Our retirement journey has deposited my wife and me — along with Toby the Puppy — into a new community that isn’t entirely foreign to us. It does, however, present enough of a change for us to stop and think about where we are going and, more to the point, how we intend to get there.
We now live in Fairview, Texas. Where is that? It’s a small community tucked between Allen and McKinney in Collin County about 30 miles north of Dallas. Indeed, when I say “Fairview” to our friends in Amarillo, I often get a blank look; some folks claim to know where it is. I have to take them at their word. Most folks know where Allen and McKinney are located.
I believe Fairview’s students attend school in the McKinney Independent School District, as we’ve seen MISD buses cruising up and down the street outside our new digs.
The immediate challenge is to acquaint ourselves with getting to and from certain critical destinations. They include the grocery store, the pharmacy, the home improvement store, the charitable organization where we are donating a whole lot of unwanted items in our continuing effort to downsize.
I’ll stipulate that we aren’t total strangers to our new surroundings. We have been coming here frequently for a number of years, dating back to when our son first moved to the Dallas area to attend college in the early 1990s.
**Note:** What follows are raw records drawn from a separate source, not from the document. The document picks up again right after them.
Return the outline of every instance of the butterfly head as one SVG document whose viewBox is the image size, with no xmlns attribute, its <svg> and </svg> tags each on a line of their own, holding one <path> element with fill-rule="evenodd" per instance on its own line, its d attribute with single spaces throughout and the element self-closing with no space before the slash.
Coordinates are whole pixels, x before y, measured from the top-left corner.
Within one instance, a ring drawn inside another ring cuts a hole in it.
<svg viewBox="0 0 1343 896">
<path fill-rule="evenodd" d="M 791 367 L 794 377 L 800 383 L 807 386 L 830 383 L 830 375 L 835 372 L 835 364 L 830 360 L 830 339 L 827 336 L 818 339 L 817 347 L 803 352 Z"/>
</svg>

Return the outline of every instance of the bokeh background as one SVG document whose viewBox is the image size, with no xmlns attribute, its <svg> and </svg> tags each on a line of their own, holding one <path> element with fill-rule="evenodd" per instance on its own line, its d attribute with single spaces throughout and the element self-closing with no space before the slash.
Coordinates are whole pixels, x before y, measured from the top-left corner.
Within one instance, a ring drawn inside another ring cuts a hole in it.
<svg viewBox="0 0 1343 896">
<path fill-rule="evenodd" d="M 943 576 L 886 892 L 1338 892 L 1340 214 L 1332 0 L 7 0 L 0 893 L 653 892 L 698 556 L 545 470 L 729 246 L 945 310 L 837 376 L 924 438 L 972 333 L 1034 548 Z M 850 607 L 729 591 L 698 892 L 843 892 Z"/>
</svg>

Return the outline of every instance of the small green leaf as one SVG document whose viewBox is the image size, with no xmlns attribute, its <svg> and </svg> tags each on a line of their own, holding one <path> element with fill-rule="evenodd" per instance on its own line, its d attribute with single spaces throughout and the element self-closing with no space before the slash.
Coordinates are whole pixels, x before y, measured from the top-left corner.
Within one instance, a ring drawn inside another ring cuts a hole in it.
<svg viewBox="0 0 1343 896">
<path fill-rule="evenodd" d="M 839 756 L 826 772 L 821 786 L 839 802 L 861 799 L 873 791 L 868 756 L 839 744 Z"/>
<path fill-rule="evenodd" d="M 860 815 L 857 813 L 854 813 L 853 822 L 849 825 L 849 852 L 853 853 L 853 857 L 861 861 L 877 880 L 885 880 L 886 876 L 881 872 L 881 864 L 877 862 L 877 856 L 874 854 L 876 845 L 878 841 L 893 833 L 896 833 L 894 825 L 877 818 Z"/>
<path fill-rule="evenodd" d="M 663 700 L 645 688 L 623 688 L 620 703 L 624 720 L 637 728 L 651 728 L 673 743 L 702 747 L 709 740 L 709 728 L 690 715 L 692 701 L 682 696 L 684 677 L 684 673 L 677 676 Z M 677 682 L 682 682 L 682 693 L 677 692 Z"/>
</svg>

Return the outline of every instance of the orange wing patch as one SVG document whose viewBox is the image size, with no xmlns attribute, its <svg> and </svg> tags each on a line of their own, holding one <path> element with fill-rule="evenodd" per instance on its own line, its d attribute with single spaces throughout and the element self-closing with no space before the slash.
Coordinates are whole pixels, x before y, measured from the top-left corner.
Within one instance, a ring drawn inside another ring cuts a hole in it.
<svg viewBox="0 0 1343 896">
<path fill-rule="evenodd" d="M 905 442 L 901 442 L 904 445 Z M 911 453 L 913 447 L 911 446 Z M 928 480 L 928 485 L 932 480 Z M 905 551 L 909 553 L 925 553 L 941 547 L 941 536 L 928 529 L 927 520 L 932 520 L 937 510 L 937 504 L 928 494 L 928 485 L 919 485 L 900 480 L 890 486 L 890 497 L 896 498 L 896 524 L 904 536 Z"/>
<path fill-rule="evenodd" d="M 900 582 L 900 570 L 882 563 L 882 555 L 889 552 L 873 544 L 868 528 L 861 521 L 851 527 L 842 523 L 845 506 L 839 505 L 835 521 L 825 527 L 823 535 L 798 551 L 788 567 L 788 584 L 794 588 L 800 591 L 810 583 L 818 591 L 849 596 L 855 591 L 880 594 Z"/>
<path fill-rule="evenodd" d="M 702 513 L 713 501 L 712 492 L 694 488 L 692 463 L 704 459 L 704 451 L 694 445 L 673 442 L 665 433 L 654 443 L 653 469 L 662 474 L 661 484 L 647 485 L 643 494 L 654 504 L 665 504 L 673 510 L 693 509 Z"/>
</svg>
He graduated in late 1994 and has never looked back. He got married in 2012 and the following year our granddaughter arrived — who, of course, gave us plenty of incentive to come here frequently.
Now we’re residents. We live about 10 minutes from our granddaughter. We know the way!
Our indoctrination to life in a new community will continue over the next period of time. It took us a while to navigate around Beaumont when we moved there in 1984. Eleven years later, we had to acquaint ourselves with Amarillo. Beaumont has developed significantly since our time there, so we struggle a little when we return to visit friends; I suspect the same thing will happen over time as Amarillo continues its growth and evolution into a place that bears little resemblance to what it is today.
The learning curve, though, isn’t as steep as it was when we relocated to Beaumont and then to Amarillo.
Hey, we’re retired now. We have time to figure it out.